Prerequisite: MAT 207.

Mathematical Statistics
An introduction to mathematical statistics at the level presupposing a knowledge of the calculus. Descriptive and inferential statistics are included. Hypothesis testing, estimation, analysis of variance, and nonparametric methods will be discussed.

Prerequisite: MAT 108.

Numerical Methods
A study of numerical methods involved in interpolation; differentiation and integration; solution of equations and systems of equations; solution of differential equations; and fitting of empirical data, with emphasis in those procedures that can be most readily programmed for an electronic digital computer. Applications are made to science and engineering. Computer programming knowledge is assumed.

Prerequisite: MAT 207.

Geometry
This course is intended primarily for those students planning to enter the field of
secondary education. It begins with a study of the most important ideas of Euclidean plane geometry, but will also consider the tutorial significance of Euclid’s original postulates. Special attention is given to the notion of parallelism of lines and the resulting non-Euclidean geometrics when the axiom of parallelism is altered. Differential geometry also will be introduced as a means of studying curves, surfaces, and curves on surfaces.

Prerequisites: MAT 207 and 311.

Advanced Calculus I
Designed to take a rigorous look at definitions, theorems, and concepts taken from the foundational calculus courses. Rigorous treatment given to topics such as continuity, mean-value theorems, analysis of functions of several variables, extremization, and limits. Other topics include sequences, series, and the Heine-Borel covering theorem.
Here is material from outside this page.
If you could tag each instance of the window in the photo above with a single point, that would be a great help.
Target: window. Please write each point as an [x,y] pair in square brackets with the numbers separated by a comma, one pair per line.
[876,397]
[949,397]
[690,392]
Prerequisites: MAT 207, 311.

Advanced Calculus II
A logical continuation of 321 with a concentration on integration. Topics include theory of Riemann integration, improper integrals, gamma and beta functions, and Fourier analysis. Generalized integrals (Stieltje’s, Lebesgue, and so forth) and notions or real analysis are included as time permits.

Prerequisite: MAT 321.

Seminar I (W)
A seminar in topics selected by the course instructor in which independent learning is stressed. The student will be expected to present both oral and written reports on topics covered in the seminar.

Prerequisite: Senior standing or permission of the department.

Seminar II (W)
A seminar in which each student selects a topic with the approval of the course instructor. The student will be expected to present both oral and written reports. This seminar is to be taken in the final semester of the student’s course work. Exceptions will require the approval of the department.

Prerequisite: Senior standing or permission of the department.